Whether or not you need planning permission to change the use of land currently used for agricultural purposes to allow equestrian activities depends on whether or not the equestrian activity falls under the legal definition of “agriculture”.
Planning permission may seem irrelevant for raising horses on agricultural land, as no operational development per se is required. However, keeping a horse in a field may constitute a change of land use from ‘agricultural’ to ‘recreational’ or ‘other’, which will require planning permission.
NB: Planning permission will be required for any operational development that takes place on the land. For example, any permanent equestrian construction including a stable, a permanent field shelter or a riding hall. The discussion of planning permission for operational development goes beyond the focus on “significant change of use”.
What is Agriculture in town planning law?
The Land Use Planning Act 1990 defines “agriculture” as including horticulture, fruit growing, seed production, dairy farming, animal husbandry and the raising of livestock (including any creature kept for the production of food, wool, hides or fur, or for its use in the cultivation of land), the use of land as pasture, meadows, reed beds, market gardens and nurseries, and the use of the land for woods when this use is incidental to the exploitation of the land for other agricultural purposes.
Courts have held that “breeding and keeping of livestock” does not apply to the breading and keeping of horses, unless the purpose of the breeding and keeping of horses is for their use in the agriculture of the land.1 For example, the use of land as a stud farm will require planning permission.

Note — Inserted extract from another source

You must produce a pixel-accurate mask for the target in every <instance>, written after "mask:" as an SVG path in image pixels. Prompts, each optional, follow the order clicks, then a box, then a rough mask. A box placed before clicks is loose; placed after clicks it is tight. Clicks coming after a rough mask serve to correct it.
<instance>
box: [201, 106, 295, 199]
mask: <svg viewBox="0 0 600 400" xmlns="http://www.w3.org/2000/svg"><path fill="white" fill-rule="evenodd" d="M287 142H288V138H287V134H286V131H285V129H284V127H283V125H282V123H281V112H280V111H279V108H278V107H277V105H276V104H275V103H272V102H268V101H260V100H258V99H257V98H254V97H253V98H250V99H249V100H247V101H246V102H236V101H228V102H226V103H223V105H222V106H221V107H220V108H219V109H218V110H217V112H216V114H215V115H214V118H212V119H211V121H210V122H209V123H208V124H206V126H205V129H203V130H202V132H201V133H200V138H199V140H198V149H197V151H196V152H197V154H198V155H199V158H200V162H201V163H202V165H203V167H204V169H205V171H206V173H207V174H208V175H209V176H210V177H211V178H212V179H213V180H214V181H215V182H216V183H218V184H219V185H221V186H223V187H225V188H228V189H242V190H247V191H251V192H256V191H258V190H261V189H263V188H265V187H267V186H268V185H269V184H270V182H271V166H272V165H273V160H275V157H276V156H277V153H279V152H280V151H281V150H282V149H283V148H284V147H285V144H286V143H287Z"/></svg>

Similarly, planning permission would be required for the breeding, keeping and training of show jumping or racing horses, as they are intended for a specialized form of sport and not for breeding.
The use of agricultural land as pasture for horses will fall under the legal definition of agriculture and will not require planning permission. If the land is used for grazing, the courts have held that it does not matter whether the land is grazed by a racehorse or a draft horse.2 However, the main purpose of the land should be grazing; any incidental use may result in obtaining a planning permit.3
Factors the local authority will take into account when determining whether horses are only pastured on the land
- Are the horses fed? – If horses are fed alternative feeds and any grazing is secondary, the land use is unlikely to be considered agricultural.
- Use of the field – where horses are exercised and ridden in the field, the use of the land will not be considered agricultural.
- Field Structures – any structure related to the welfare or training of horses, such as jumps, horse drills or a training surface, will indicate that the horses are kept there for recreational purposes rather only for agricultural purposes.
Overall, planning permission for equestrian land uses, on currently existing agricultural land, is a complex area that requires consideration of all of the above factors. However, in summary, for equestrian land use to fall under the definition of “agriculture” and not require planning permission, the horses must be working horses on the land (e.g. pulling a plow ) or horses taken out
uniquely for the purpose of grazing this land.
1 Belmont Farm Ltd v. Minister of Housing and Local Government (1962) 13 PCR 417
2 Fox vs. First Secretary of State  4 PLR 26
3 Sykes v. Secretary of State for the Environment (1981) 42 P. & CR 19
The content of this article is intended to provide a general guide on the subject. Specialist advice should be sought regarding your particular situation.